Gesunder Gesang

Heilkraft im Gesang

Wer im Chor oder allein singt, stärkt sein Immunsystem, haben Wissenschaftler herausgefunden. Das aktive Erzeugen von Musik mit der eigenen Stimme kann offenbar Krankheiten vorbeugen und ist stimmungsaufhellend.

Ganz gleich, ob man Händels „Halleluja“ schmettert, ein Volkslied anstimmt oder aus voller Brust Schlager trällert: Wissenschaftler haben herausgefunden, dass Singen gesund ist und glücklich macht. Längst weiß man, dass das Hören von Musik Stress löst und zur Entspannung beiträgt. Doch erst seit kurzem ist bekannt, dass Singen – das aktive Erzeugen von Musik mit der eigenen Stimme – Krankheiten vorbeugt und stimmungsaufhellend wirkt.

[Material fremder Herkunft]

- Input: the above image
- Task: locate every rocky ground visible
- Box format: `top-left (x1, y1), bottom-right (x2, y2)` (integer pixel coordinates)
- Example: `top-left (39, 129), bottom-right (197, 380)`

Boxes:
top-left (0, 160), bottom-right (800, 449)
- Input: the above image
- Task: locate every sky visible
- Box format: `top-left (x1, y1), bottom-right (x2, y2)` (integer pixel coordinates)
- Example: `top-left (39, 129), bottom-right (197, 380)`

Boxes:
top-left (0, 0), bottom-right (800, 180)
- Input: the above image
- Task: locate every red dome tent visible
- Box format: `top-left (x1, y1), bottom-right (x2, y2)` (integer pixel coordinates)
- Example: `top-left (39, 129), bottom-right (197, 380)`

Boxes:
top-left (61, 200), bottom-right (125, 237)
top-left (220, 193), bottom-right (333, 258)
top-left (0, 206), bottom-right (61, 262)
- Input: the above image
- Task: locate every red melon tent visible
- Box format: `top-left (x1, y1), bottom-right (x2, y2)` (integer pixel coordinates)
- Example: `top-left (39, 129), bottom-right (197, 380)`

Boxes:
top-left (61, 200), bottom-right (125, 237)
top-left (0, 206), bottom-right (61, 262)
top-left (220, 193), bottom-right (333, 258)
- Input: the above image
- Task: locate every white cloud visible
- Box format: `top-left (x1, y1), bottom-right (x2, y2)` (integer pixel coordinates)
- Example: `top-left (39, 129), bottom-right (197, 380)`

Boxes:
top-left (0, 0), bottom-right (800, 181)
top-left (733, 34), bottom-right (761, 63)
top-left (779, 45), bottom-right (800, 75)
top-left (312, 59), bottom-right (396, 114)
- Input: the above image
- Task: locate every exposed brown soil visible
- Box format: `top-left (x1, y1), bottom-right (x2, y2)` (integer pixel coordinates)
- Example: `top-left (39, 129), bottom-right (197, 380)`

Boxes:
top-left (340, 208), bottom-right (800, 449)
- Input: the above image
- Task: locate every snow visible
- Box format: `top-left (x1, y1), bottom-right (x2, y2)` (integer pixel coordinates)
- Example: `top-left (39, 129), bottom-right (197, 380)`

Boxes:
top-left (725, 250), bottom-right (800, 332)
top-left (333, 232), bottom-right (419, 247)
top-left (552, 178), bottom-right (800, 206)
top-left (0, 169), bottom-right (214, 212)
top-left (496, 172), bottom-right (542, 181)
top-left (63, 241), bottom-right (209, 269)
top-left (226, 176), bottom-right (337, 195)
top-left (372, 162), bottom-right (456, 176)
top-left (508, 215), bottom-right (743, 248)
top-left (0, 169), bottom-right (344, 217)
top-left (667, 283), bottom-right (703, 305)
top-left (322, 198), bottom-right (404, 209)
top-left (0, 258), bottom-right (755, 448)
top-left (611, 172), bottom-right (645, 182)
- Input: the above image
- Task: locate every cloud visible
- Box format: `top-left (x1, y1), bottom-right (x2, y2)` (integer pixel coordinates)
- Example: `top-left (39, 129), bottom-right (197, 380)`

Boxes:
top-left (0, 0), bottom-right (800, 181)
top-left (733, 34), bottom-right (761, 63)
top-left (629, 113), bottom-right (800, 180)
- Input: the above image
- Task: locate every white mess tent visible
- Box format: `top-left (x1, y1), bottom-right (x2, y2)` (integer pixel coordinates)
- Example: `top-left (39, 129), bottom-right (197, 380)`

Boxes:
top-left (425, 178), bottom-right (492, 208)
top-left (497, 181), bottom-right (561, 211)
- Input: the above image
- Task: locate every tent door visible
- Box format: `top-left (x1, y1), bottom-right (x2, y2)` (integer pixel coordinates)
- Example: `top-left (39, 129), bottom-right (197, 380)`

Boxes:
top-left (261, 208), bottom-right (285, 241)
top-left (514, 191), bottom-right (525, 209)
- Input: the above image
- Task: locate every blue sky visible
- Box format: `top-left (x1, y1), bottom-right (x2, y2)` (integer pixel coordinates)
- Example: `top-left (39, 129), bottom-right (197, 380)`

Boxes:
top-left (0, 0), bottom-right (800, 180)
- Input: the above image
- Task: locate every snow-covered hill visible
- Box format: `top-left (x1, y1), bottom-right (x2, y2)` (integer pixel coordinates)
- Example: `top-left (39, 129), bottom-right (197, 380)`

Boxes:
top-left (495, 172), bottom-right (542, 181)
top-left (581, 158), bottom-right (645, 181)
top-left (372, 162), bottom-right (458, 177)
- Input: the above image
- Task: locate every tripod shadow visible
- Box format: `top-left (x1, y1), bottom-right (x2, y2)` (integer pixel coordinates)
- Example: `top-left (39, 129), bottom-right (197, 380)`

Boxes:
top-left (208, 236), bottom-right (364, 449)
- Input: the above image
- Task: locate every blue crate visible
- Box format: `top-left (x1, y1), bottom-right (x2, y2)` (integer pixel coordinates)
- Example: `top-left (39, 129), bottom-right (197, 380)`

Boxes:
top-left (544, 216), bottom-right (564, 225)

Beim Singen ist der Körper das Instrument

Singen ist archaisch, es gilt als die älteste Ausdrucksform von Musik. Beim Singen fungiert der Körper mit den Organen Lunge, Kehlkopf, Stimmlippen, Zwerchfell und Vokaltrakt als Instrument. Das Singen unserer Urahnen war nach Meinung von Ethnologen zunächst eine religiöse Kulthandlung, denn beim Singen verschmelzen Körper und Psyche zur perfekten Einheit.

Die Immunglobuline A sind Antikörper, die in Körpersekreten eine bedeutende Abwehrbarriere gegen Krankheitskeime bilden. Ein weiterer Effekt des Singens: Die Stimmung der Chorsänger hatte sich nach der Übungsstunde deutlich gebessert. „Es ist sogar deutlich zu spüren, wie der Alltagsstress beim Singen schwindet und sich die Laune bessert“, bestätigt die 45-jährige Tine Olbrich, die einmal in der Woche in einem kleinen Feierabend-Chor Popsongs singt. Auf dieses Gefühl möchte sie nicht verzichten und bleibt deshalb dem Singen treu. Sie habe schon als Kind „viel mit ihrer Familie“ und in einem Kirchenchor gesungen.

„Man kann sagen, dass das Singen einen Wohlfühl-Effekt auslöst. Das ist keine Kleinigkeit, schließlich ist ,Wohlbefinden‘ die Definition der Weltgesundheits-Organisation WHO für Gesundheit“, sagt Prof. Kreutz. Wenn Stress abgebaut und Widerstandskraft aufgebaut werde, könne man Singen nur empfehlen. Es optimiere die Lebensqualität selbst bei Lungenerkrankungen und könne Schmerzen Ängste und Traumata unter Anleitung von Musiktherapeuten lindern. Nach Meinung von Prof. Kreutz wird das Singen bisher noch viel zu wenig als „Medizin“ für Patienten eingesetzt.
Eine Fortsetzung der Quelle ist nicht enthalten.